6. Here, based on Cronbach's Alpha, the connection between these four variables is sufficient to justify combining them into a single scale score.

7. Now to do that, go to the Syntax window and now you have to pick a name based on what these four things have in common.

Here we are just going to call it Engaged, since it involves people who are looking at museums and are volunteering who actually are searching for GDPR, which indicates they're doing something with international online commerce, and a reversed scale on scrapbook. This is again a judgment call.

8. Run the following command: * COMPUTE SCALE SCORE. COMPUTE Engaged = MEAN(gc10, gc09, gc05, gc11r) . EXECUTE .

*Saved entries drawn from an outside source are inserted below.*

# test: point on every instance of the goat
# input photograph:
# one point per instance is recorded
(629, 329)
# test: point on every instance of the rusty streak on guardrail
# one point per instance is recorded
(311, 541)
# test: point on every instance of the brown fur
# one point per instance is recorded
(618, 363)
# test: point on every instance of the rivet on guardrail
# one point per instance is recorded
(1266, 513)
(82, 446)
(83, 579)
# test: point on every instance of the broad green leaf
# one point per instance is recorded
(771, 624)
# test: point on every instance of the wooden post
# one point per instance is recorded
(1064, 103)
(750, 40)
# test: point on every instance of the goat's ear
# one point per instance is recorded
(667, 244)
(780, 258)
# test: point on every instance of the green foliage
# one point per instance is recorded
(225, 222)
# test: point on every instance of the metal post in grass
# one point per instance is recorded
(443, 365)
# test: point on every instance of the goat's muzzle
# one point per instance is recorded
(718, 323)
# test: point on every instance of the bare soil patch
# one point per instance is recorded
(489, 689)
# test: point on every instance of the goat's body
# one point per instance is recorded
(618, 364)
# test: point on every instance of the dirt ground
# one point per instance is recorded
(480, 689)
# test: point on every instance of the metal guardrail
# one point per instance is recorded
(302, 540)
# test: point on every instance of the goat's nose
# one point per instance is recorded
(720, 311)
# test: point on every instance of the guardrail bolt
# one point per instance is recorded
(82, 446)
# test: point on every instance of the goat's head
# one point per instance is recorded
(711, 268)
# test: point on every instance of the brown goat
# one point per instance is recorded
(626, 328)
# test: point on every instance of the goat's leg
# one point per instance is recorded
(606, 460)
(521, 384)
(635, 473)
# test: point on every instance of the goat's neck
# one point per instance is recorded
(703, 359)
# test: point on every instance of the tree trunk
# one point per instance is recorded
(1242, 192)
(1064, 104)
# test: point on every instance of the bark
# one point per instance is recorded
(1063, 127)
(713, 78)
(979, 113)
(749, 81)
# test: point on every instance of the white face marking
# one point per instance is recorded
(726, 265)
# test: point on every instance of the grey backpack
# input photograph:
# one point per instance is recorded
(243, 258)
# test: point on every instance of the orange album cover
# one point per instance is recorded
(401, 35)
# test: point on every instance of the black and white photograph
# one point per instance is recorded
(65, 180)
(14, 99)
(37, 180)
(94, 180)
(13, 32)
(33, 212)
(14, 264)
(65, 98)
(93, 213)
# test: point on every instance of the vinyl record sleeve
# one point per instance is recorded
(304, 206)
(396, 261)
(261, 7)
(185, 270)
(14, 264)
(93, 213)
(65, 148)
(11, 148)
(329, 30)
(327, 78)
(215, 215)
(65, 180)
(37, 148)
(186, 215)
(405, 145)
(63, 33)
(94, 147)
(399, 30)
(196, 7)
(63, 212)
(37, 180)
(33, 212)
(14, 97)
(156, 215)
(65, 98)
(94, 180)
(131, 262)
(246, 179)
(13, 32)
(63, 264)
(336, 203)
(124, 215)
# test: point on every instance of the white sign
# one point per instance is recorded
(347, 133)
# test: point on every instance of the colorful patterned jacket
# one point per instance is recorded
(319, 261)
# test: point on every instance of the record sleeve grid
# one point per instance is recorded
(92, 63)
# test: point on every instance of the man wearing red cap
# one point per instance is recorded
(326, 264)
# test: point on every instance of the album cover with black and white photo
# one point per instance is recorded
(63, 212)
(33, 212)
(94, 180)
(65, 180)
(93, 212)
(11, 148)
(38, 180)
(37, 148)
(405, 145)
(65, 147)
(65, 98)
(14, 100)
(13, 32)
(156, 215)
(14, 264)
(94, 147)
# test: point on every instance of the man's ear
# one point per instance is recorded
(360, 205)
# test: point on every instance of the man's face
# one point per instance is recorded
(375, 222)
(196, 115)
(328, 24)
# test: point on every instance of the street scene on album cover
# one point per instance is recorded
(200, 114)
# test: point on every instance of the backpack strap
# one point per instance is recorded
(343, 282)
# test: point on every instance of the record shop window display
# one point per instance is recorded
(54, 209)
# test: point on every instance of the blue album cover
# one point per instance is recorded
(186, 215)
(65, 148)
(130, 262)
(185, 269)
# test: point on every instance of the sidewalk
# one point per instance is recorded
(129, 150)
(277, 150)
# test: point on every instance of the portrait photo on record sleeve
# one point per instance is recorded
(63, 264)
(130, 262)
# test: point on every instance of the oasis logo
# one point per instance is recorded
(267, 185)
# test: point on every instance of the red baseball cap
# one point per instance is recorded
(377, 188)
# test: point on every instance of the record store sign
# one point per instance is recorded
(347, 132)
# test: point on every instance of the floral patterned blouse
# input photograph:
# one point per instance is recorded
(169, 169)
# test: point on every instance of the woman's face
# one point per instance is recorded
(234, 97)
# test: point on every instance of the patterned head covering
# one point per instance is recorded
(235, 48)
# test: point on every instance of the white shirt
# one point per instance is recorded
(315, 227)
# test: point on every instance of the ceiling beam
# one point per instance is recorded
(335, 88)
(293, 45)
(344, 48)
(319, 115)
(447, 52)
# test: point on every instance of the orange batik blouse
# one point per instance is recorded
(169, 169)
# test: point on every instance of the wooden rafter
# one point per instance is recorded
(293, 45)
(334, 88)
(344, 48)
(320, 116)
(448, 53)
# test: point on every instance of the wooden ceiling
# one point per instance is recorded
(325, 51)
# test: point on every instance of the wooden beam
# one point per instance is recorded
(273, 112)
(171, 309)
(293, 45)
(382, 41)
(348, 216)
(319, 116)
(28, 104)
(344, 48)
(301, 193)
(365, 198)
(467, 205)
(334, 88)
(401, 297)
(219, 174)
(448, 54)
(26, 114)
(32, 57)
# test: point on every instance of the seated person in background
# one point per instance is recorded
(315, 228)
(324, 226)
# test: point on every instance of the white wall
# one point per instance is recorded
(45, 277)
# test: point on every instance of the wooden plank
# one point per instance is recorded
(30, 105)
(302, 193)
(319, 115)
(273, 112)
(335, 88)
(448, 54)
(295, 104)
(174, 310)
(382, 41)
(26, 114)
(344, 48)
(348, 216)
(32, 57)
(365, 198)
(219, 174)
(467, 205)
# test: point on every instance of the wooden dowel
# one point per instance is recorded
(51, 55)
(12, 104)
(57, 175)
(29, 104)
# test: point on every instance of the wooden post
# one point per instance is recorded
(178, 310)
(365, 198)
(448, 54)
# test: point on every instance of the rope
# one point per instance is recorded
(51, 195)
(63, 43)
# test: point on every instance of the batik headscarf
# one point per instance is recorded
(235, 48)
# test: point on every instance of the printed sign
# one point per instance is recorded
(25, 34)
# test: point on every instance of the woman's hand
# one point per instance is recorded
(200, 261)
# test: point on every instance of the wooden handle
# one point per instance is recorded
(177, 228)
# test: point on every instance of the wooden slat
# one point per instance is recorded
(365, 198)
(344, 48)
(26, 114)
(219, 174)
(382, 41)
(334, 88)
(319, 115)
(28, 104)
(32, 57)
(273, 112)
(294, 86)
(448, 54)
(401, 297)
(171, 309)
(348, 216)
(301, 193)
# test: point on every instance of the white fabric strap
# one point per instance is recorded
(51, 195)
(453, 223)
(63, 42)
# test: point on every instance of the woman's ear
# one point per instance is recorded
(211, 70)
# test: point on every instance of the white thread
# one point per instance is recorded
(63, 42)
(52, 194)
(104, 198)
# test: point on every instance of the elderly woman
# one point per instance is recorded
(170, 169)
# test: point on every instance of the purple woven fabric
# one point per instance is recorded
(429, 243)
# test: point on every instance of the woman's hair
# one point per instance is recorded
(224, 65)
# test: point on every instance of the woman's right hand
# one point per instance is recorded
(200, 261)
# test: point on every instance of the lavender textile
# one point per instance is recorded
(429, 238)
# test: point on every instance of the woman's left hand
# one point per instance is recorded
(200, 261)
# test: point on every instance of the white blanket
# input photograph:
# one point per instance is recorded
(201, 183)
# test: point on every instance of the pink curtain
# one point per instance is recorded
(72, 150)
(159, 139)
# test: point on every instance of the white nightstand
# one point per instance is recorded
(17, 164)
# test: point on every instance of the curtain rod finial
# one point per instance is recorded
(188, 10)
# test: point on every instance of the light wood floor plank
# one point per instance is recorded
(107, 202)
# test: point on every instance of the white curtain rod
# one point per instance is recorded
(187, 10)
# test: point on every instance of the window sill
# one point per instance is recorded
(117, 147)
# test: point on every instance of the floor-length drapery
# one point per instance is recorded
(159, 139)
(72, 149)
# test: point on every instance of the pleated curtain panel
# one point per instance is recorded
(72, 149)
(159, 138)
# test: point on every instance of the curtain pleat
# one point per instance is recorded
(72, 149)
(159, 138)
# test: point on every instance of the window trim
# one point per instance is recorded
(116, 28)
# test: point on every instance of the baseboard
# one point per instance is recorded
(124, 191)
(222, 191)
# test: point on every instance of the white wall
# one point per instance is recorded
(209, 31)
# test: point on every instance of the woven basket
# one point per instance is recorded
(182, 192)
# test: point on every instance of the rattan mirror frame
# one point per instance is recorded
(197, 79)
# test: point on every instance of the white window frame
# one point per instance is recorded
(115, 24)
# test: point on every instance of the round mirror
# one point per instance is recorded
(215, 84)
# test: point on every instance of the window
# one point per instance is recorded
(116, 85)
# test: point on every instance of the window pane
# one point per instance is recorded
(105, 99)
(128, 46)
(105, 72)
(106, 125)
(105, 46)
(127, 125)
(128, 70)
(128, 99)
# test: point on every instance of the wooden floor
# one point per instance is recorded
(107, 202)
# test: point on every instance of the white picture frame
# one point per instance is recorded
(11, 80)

9. F or further analysis, run the following commands to get a graph, a histogram, and a box plot of the newly created Variable. * Histogram of scale score. GRAPH /HISTOGRAM(NORMAL)=Engaged. * Boxplot to compare personality regions on score. EXAMINE VARIABLES=Engaged BY per_reg /PLOT=BOXPLOT /STATISTICS=NONE /NOTOTAL /ID=State.

Next, we have a box plot which is broken it down by the three Personality Regions. We see an interesting pattern here between Engaged and these personality areas. The nice thing about it is, now we're dealing with a single measure, Engaged, as opposed to four separate measures, one of which goes backwards from the others. This is in a way of reducing the clutter in data, reducing the noise and allowing you to focus on the signal and the meaning in it.